I am single yet again for another Valentine’s Day and this year I’m going with the openly bitter approach. I’ve always tried to be cheerful at my inability to a.) keep a boyfriend through the Winter or b.) get a boyfriend at all. I feel inept when it comes to this whole boy girl thing. I can’t even tell when someone likes me because I still think, why would that person like me? Even though I know, regardless of what I look like I’m a pretty awesome person and I deserve love and all that, but for so long that’s been my mindset, the friend, the little sister because the object of my affection or desire went for someone else. Some thinner, prettier, taller, just er of everything I was and am. I swear one day I’m going to look back and think of all the time I’m wasting measuring myself up to someone else and kick myself.
So it Valentine’s Day and I’m going to turn on my Etta James' Love Song album and sink into a bit of a funk and give the rose bouquets the evil eye and mentally spit on all pink red and white candy and let Miss James lull me into the seductiveness of self pity/hate that I know so well…until 6pm. At 6 I’m getting dolled up and going to get my free salsa lesson and drink downtown. Gotcha! I bet you thought I was going to go all crazy and cry and wear old sweatpants and wait outside CVS until the Valentine’s candy went to half off and eat them all, except the coconut ones.

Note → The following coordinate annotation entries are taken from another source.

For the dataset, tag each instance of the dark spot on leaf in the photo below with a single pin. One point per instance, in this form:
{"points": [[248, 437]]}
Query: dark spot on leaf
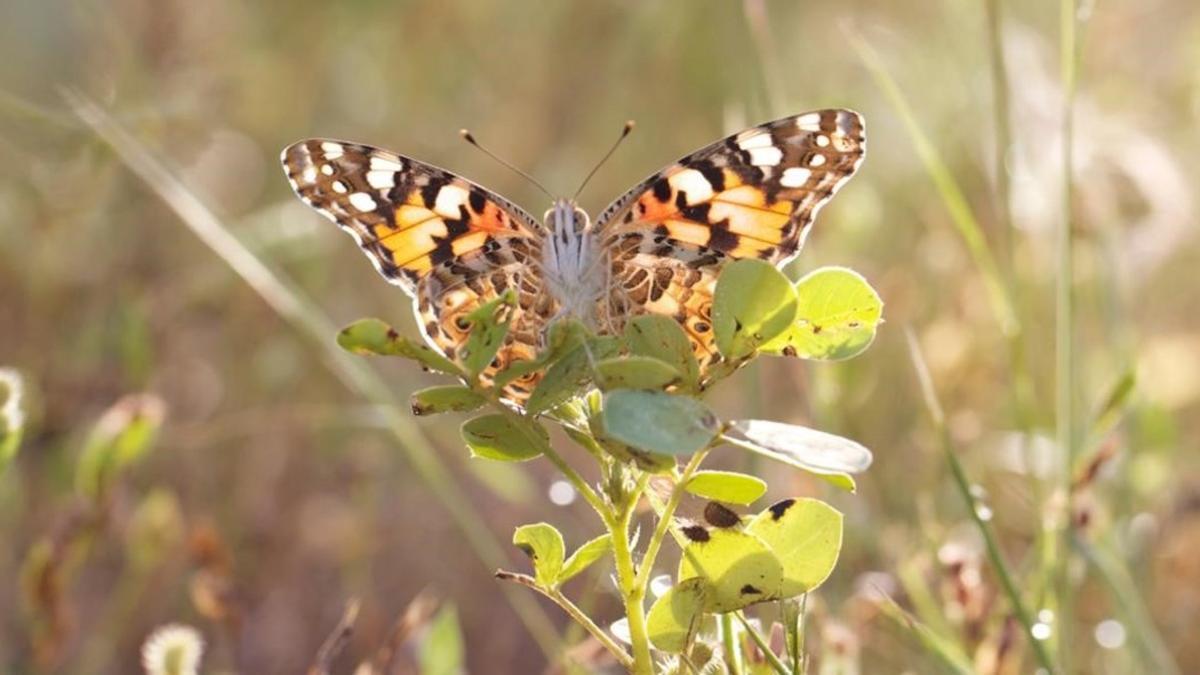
{"points": [[720, 515], [696, 533], [779, 508]]}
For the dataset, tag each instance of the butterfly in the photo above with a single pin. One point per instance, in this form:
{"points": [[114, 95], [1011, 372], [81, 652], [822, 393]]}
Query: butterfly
{"points": [[454, 245]]}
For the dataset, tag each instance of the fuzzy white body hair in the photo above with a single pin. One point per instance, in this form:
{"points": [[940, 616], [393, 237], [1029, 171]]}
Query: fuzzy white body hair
{"points": [[573, 262]]}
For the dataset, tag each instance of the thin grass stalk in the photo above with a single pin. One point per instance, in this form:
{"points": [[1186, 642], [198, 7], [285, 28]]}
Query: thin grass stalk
{"points": [[976, 509], [309, 320], [948, 189], [1065, 329]]}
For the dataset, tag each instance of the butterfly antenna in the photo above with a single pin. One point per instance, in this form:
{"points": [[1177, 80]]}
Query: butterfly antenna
{"points": [[624, 132], [466, 136]]}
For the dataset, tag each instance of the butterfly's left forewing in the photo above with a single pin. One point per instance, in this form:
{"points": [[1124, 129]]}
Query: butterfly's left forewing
{"points": [[449, 243], [754, 195]]}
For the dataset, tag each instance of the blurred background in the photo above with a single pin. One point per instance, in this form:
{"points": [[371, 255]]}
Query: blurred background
{"points": [[191, 455]]}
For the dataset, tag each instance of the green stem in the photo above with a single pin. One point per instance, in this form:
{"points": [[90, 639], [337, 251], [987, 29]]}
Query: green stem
{"points": [[665, 515], [575, 613], [1065, 328], [779, 665], [633, 591]]}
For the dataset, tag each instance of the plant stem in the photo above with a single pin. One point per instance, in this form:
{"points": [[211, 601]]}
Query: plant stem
{"points": [[633, 591], [779, 665], [1065, 329], [575, 613], [995, 556], [664, 525]]}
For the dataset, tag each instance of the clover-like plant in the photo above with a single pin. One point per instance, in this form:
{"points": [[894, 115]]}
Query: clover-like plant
{"points": [[633, 402]]}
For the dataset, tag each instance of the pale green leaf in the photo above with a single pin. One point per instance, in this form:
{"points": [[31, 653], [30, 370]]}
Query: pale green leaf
{"points": [[753, 304], [726, 487], [442, 650], [585, 556], [635, 372], [449, 398], [544, 545], [675, 617], [489, 326], [376, 338], [658, 422], [504, 438], [805, 535], [664, 339], [837, 316], [738, 568]]}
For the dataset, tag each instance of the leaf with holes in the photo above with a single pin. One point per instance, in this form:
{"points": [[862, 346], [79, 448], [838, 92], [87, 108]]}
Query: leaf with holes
{"points": [[450, 398], [489, 327], [805, 536], [544, 545], [376, 338], [663, 338], [753, 304], [585, 556], [504, 438], [726, 487], [738, 568], [635, 372], [835, 320]]}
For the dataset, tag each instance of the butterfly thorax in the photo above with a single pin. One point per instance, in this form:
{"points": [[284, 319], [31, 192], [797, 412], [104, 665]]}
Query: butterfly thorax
{"points": [[573, 261]]}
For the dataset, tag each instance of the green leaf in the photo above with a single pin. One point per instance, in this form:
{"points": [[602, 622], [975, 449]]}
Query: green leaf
{"points": [[658, 422], [676, 616], [12, 418], [375, 338], [504, 438], [442, 651], [121, 437], [544, 545], [835, 320], [563, 336], [805, 536], [753, 304], [571, 374], [635, 372], [738, 568], [664, 339], [449, 398], [726, 487], [585, 556], [489, 328], [831, 458]]}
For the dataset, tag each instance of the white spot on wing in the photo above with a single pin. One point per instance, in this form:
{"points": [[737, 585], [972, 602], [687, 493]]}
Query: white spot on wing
{"points": [[363, 202], [384, 163], [810, 121], [755, 138], [766, 156], [333, 150], [382, 179], [450, 197], [694, 184], [795, 177]]}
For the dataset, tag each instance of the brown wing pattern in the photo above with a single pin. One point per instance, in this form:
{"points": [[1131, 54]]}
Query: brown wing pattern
{"points": [[449, 243], [755, 193]]}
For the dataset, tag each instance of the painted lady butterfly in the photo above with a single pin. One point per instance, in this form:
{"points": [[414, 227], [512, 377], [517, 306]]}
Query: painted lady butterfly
{"points": [[454, 245]]}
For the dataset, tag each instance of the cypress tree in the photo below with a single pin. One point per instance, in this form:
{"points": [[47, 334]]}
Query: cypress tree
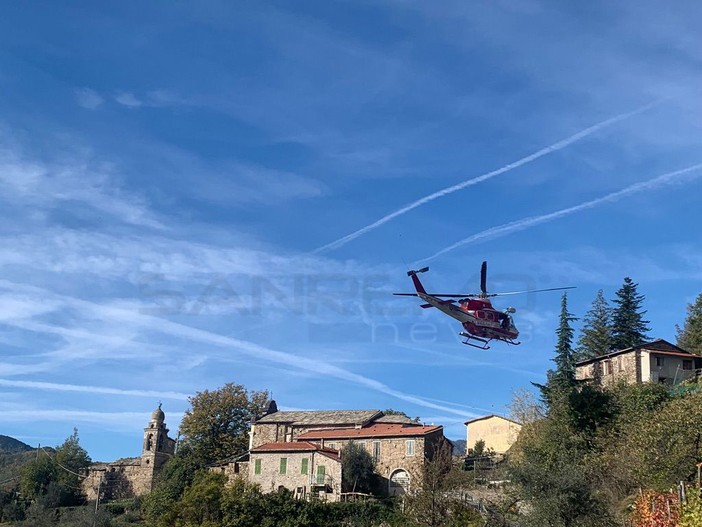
{"points": [[628, 326], [565, 356], [561, 380], [690, 335], [596, 335]]}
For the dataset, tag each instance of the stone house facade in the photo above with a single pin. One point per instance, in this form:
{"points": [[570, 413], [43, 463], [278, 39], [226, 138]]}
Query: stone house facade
{"points": [[132, 476], [277, 427], [658, 361], [400, 450], [307, 469], [399, 445], [498, 433]]}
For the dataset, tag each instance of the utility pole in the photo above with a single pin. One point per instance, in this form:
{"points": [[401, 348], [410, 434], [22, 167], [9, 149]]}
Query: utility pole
{"points": [[97, 500]]}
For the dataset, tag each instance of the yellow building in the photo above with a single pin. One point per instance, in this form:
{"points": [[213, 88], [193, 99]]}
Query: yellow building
{"points": [[498, 433]]}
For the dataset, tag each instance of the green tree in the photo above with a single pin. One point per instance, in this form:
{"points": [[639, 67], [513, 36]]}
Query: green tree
{"points": [[217, 423], [596, 334], [37, 475], [628, 325], [561, 380], [176, 476], [690, 335], [71, 460], [357, 468]]}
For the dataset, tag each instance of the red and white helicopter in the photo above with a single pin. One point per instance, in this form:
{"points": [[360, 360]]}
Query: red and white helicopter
{"points": [[481, 321]]}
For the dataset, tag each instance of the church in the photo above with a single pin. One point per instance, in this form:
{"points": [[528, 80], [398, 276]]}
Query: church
{"points": [[132, 476]]}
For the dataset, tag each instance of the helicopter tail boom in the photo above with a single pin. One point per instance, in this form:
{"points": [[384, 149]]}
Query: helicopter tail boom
{"points": [[415, 279]]}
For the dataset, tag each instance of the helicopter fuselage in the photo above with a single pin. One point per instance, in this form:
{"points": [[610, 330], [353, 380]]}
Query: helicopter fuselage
{"points": [[477, 316]]}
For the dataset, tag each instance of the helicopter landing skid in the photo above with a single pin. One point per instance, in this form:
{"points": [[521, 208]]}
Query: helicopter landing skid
{"points": [[470, 337]]}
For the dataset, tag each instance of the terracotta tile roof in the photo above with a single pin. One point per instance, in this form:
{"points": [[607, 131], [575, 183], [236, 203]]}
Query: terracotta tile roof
{"points": [[374, 430], [322, 417], [395, 418], [298, 446], [489, 416], [658, 347]]}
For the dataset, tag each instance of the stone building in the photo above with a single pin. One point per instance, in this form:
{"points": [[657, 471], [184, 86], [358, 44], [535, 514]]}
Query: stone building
{"points": [[400, 450], [498, 433], [305, 468], [132, 476], [658, 361], [286, 449]]}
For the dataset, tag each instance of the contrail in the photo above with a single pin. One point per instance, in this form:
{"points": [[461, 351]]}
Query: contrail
{"points": [[39, 385], [507, 168], [127, 317], [525, 223]]}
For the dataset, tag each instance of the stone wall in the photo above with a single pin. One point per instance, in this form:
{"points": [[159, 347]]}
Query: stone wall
{"points": [[117, 480], [270, 478], [262, 433], [668, 369], [498, 433]]}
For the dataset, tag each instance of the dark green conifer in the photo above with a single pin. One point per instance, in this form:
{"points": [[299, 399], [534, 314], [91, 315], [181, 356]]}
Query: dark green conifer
{"points": [[596, 335], [690, 335], [628, 326]]}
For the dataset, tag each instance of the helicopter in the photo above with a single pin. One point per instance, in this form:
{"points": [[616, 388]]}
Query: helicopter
{"points": [[482, 322]]}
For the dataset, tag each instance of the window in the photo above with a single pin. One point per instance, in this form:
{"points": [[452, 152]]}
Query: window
{"points": [[321, 471], [376, 450], [409, 447]]}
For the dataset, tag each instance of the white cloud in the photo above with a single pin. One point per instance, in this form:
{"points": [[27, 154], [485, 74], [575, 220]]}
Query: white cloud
{"points": [[88, 98], [128, 99], [31, 183], [52, 386]]}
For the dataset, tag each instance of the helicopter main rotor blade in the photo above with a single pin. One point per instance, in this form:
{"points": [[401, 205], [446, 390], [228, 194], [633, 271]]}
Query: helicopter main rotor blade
{"points": [[469, 295], [531, 291]]}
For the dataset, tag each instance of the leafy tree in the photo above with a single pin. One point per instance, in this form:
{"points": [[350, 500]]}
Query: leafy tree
{"points": [[37, 475], [202, 502], [628, 326], [176, 476], [434, 503], [596, 334], [216, 425], [549, 465], [561, 380], [357, 468], [71, 460], [690, 335]]}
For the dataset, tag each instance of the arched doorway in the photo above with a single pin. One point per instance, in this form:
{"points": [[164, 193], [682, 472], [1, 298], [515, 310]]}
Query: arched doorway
{"points": [[399, 482]]}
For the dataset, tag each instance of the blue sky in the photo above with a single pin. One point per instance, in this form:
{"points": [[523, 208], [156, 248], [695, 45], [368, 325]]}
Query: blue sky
{"points": [[230, 191]]}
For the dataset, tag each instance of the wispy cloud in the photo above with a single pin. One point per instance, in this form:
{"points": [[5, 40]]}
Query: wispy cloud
{"points": [[88, 98], [52, 386], [123, 317], [669, 178], [555, 147], [72, 179], [128, 99]]}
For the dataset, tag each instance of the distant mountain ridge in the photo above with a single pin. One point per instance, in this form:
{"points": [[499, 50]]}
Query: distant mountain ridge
{"points": [[11, 445]]}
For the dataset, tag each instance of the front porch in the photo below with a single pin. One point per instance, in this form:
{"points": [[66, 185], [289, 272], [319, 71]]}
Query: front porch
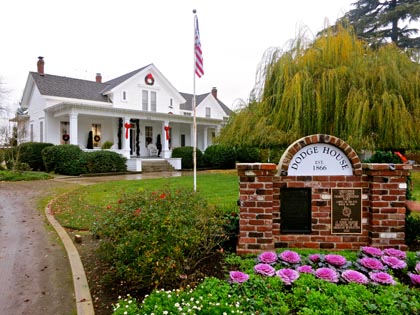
{"points": [[146, 163]]}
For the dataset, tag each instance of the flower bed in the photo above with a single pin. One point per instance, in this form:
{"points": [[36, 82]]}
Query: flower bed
{"points": [[376, 282]]}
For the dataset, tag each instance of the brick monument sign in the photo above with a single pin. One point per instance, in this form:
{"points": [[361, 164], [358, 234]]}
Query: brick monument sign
{"points": [[321, 196]]}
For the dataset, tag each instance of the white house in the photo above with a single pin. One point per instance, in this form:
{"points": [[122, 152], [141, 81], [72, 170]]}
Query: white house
{"points": [[131, 111]]}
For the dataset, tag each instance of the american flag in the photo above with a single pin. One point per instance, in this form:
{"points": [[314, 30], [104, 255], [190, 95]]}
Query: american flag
{"points": [[199, 70]]}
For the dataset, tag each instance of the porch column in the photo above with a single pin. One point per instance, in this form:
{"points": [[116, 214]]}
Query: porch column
{"points": [[205, 142], [73, 128], [166, 152], [126, 139]]}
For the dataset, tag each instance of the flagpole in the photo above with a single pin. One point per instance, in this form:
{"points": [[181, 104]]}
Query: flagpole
{"points": [[194, 106]]}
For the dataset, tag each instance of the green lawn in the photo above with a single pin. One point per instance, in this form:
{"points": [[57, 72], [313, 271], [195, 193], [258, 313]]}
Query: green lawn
{"points": [[79, 208]]}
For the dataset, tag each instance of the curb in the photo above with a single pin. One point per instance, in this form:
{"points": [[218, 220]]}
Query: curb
{"points": [[81, 287]]}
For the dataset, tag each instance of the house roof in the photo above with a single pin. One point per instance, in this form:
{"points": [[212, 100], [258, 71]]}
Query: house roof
{"points": [[188, 105], [54, 85], [117, 81]]}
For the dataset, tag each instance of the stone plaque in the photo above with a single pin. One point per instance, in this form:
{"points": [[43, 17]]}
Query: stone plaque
{"points": [[346, 211], [295, 210], [320, 159]]}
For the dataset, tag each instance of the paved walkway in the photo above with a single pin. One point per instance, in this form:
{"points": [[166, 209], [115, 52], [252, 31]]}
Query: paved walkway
{"points": [[35, 276]]}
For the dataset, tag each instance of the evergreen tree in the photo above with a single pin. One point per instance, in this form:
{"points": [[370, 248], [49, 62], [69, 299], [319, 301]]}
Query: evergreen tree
{"points": [[381, 21]]}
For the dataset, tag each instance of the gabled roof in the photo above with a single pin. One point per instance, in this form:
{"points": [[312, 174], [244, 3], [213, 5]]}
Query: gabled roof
{"points": [[188, 105], [117, 81], [53, 85]]}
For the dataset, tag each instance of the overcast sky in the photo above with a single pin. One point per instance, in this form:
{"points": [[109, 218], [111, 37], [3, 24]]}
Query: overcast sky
{"points": [[80, 38]]}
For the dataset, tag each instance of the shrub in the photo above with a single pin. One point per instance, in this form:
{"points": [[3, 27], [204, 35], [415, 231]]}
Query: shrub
{"points": [[104, 162], [289, 291], [107, 145], [30, 153], [66, 159], [247, 155], [412, 229], [186, 154], [158, 239], [219, 156]]}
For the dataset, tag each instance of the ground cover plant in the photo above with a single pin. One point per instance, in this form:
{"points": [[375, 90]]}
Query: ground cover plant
{"points": [[286, 282], [86, 204]]}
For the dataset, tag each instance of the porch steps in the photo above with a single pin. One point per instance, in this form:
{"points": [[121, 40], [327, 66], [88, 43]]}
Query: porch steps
{"points": [[156, 165]]}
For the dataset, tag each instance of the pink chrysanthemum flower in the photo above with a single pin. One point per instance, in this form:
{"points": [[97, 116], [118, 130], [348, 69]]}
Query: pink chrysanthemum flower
{"points": [[394, 262], [355, 276], [327, 274], [267, 257], [371, 263], [238, 276], [335, 260], [417, 268], [290, 257], [315, 258], [287, 275], [305, 269], [265, 270], [381, 278], [372, 251], [415, 279], [395, 253]]}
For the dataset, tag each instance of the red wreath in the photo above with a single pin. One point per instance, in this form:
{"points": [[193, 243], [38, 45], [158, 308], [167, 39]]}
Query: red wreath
{"points": [[127, 127], [167, 128], [149, 79]]}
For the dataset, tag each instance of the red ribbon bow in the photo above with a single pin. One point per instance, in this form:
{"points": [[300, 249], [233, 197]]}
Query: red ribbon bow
{"points": [[127, 127], [167, 128]]}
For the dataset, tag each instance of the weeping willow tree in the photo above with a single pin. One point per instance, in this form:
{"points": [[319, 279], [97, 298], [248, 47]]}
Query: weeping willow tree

My eating has been good, since I’m still with the coffee I got some fat free creamer and I had half a lemon poppy seed muffin at my niece’s school for a “VIP Breakfast” Luckily all the bagels and donuts were gone, I think I was the only one happy about that. Since then, coffee with a quarter cup of fat free sweet Italian crème and 3 splenda, an apple, a banana, an orange, Lean Cuisine BBQ Chicken Quesadilla, 8 pumpernickel pretzel sticks and a bag of skittles. Yes skittles, it kept me off the chocolate M&Ms. The quesadilla was fine, I would recommend a salad with it because it’s tasty, but not a lot of food, but I feel for 7 grams of fat there should just be more.
The gym is still a no go with work, but hopefully I will dance some calories away, but I’ve kind of resigned myself to no gym for a while and got a lot of fruits and veggies to fill me without it begging too much. But I did buy a jump rope and I have a groupon for running shoes. I will be back out there and you will find me running outside this spring. The thought of that just makes me smile.
Last Post’s Comments:
Doc, it’s been hard finding the elusive Honey Crisp, but my office manager gave me one for Valentine’s Day, she said she found them at Shoppers so I have that to look forward to for a snack. I had a braeburn this afternoon and it was sweet, juicy and crispy, I feel like a whole new world has been opened up to me with these apples (I’m still not down with them being cooked). If you haven’t, you should try a Korean pear. It is like an apple made a baby with a pear, a big baby. I use to only be able to find them at my Asian/international markets, but I think some chains carry them on occasion.